Many pediatric hypothermic cardiac arrest studies incorporate various routes to hypothermia (i.e., avalanche, cold weather, and non-fatal drownings) and utilize a variety of outcome measures. Given incident specific variables that may impact neurocognitive outcomes in cold-water submersion injury, such as water temperature and length of submersion, studies evaluating outcomes in a variety of injury mechanisms may mask some important factors contributing to improved outcomes. Incident specific characteristics, therapeutic interventions, and combinations of the aforementioned should all be considered when looking at prognosis in this population. Despite prolonged cardiopulmonary resuscitation (>100 min) and water temperature well above freezing, our patient had an optimal neurocognitive outcome following hypothermic submersion injury. Our patient’s optimal outcome was likely due to a variety of contributing factors. The short interval from rescue to CPR by trained personnel, predominant bradycardic rhythm, and slow rewarming were key contributors.

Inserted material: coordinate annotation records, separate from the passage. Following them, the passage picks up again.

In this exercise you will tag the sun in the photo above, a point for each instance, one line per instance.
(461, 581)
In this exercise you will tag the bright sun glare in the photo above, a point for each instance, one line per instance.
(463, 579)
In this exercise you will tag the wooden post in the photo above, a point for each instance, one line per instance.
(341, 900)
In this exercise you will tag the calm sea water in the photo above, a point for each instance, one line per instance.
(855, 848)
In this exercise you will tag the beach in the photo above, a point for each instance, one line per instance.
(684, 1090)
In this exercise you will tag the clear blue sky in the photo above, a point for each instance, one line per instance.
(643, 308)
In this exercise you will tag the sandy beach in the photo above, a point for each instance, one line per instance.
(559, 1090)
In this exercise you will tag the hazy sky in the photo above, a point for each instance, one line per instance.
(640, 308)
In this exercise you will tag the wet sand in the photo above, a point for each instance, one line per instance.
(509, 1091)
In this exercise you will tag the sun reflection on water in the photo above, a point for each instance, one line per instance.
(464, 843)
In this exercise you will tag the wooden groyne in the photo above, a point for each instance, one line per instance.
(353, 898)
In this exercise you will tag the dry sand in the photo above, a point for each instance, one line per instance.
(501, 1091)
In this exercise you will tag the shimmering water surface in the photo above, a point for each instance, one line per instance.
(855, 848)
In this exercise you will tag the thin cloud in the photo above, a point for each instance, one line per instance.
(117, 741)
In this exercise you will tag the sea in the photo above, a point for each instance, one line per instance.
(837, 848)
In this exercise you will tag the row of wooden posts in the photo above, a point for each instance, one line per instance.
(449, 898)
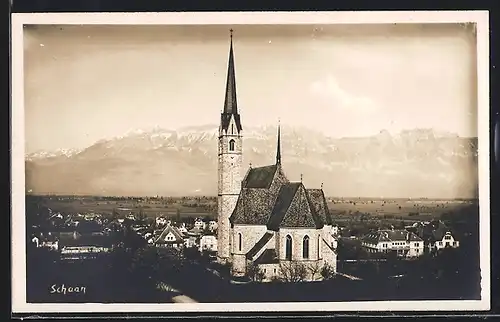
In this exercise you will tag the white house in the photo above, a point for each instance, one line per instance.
(212, 225)
(182, 228)
(199, 224)
(208, 243)
(405, 243)
(189, 241)
(160, 221)
(170, 237)
(437, 235)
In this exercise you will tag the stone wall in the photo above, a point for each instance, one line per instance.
(226, 204)
(250, 235)
(270, 271)
(229, 186)
(297, 235)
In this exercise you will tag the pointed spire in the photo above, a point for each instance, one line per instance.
(230, 103)
(278, 146)
(230, 110)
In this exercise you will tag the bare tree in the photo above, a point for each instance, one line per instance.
(327, 272)
(254, 272)
(293, 272)
(315, 269)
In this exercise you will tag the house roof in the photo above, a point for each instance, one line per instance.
(170, 229)
(85, 240)
(269, 256)
(258, 246)
(390, 236)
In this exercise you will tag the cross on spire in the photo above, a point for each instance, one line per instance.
(230, 109)
(278, 146)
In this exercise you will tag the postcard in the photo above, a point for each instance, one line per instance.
(252, 161)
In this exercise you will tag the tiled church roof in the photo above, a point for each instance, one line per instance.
(260, 177)
(283, 204)
(318, 200)
(294, 209)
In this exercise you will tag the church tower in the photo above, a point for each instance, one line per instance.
(230, 161)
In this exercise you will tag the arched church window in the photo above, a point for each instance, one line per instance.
(305, 247)
(288, 247)
(319, 246)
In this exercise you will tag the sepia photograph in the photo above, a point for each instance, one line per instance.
(168, 162)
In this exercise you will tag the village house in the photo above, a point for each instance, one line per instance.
(438, 236)
(84, 246)
(190, 241)
(182, 228)
(208, 243)
(404, 243)
(200, 224)
(212, 225)
(49, 240)
(170, 237)
(263, 218)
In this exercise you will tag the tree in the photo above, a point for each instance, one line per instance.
(141, 217)
(315, 269)
(292, 272)
(327, 272)
(255, 273)
(178, 215)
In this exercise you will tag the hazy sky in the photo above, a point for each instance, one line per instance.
(86, 83)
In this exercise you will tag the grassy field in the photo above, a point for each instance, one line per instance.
(402, 209)
(150, 208)
(407, 209)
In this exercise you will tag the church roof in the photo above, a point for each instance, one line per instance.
(260, 177)
(318, 200)
(293, 208)
(269, 256)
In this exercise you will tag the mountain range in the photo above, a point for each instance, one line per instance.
(412, 163)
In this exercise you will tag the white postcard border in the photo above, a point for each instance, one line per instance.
(481, 18)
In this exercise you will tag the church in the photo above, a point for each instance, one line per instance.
(263, 218)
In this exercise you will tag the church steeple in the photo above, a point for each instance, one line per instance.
(278, 147)
(230, 101)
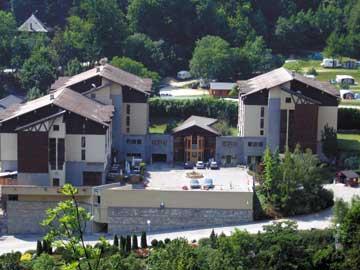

However, we hypothesize that our patient’s prolonged duration in the water of 30 min prior to full submersion and cardiac arrest was also a key contributing factor. This likely allowed cooling of the patient’s core temperature prior to cardiac arrest and may play a key role in his optimal outcome despite water temperatures well above freezing. Treatment guidelines based on currently available literature may fail to incorporate all potential variables, and consideration should be given to continued resuscitative efforts based on individual case characteristics until further data is available. Future research and case reports should incorporate Utstein-style guidelines for drowning-related resuscitation, as the documentation thereof includes specific information on incident characteristics, emergency response, treatment course, and neurological outcome. Neuropsychological evaluation is needed to identify sequelae that may be missed on gross neurologic evaluations to provide comprehensive outcomes research and optimal patient care.